設備等整備積立金(社会福祉法人)

 純資産の「その他の積立金」である。「その他の積立金」とは、法人が将来の特定の目的の費用または損失に備えるため、事業活動計算書の当期末繰越活動増減差額にその他の積立金取崩額を加算した額に余剰が生じた場合に、その範囲内で理事会の議決に基づき積み立てる積立金である。積立金を積み立てる際は、積立ての目的を示す名称を付すとともに、同額の積立資産(現金預金等)を積み立てる。また、積立金に対応する積立資産を取り崩す場合には、当該積立金を同額取り崩す(社会福祉法人会計基準)。設備等整備積立金は、法人が将来の設備等の整備を目的として積み立てるもので、事業種別ごとに所轄庁からその使途、積立要件、限度額等の定めがある場合がある。就労支援事業の設備等整備積立金は、就労支援事業を安定的かつ円滑に継続するため、就労支援事業に要する設備等の更新、または新たな業種への展開を行うための設備等の導入のための資金需要に対応するため、当該年度の利用者賃金および利用者工賃の支払額が、前年度の利用者賃金および利用者工賃の支払実績額を下回らないことを積立要件とし、就労支援事業収入の10%以内を各事業年度に積み立てることができる。

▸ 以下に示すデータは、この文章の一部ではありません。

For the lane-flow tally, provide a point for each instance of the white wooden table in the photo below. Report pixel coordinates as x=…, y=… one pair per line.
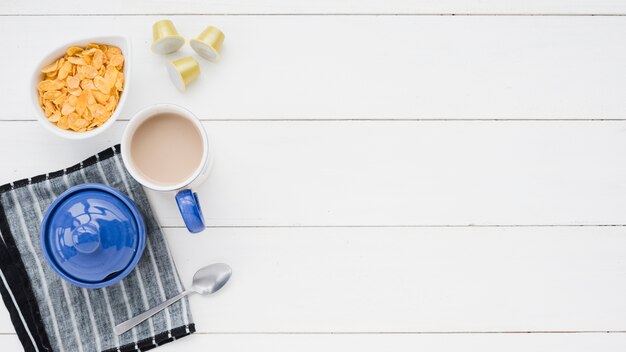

また、積立額の上限額は、就労支援事業資産の取得価額の75%以内となっている。その他の目的のための支出への流用は認められない。その他に保育所の保育所施設・設備整備積立金(保育所経理等通知)や措置費支弁対象施設の施設整備等積立金(措置施設局長通知)、授産事業の備品等購入積立金(会計基準課長通知)、介護保険事業および障害福祉サービス事業等の施設整備等積立金などに所轄庁から名称・要件等につき定めがある。いずれの場合も積立金を積立目的以外に使用する場合は、内部統制上、事前に理事会においてその使用目的、取り崩す金額、時期等を十分審査のうえ、その承認をえて取り崩す必要がある。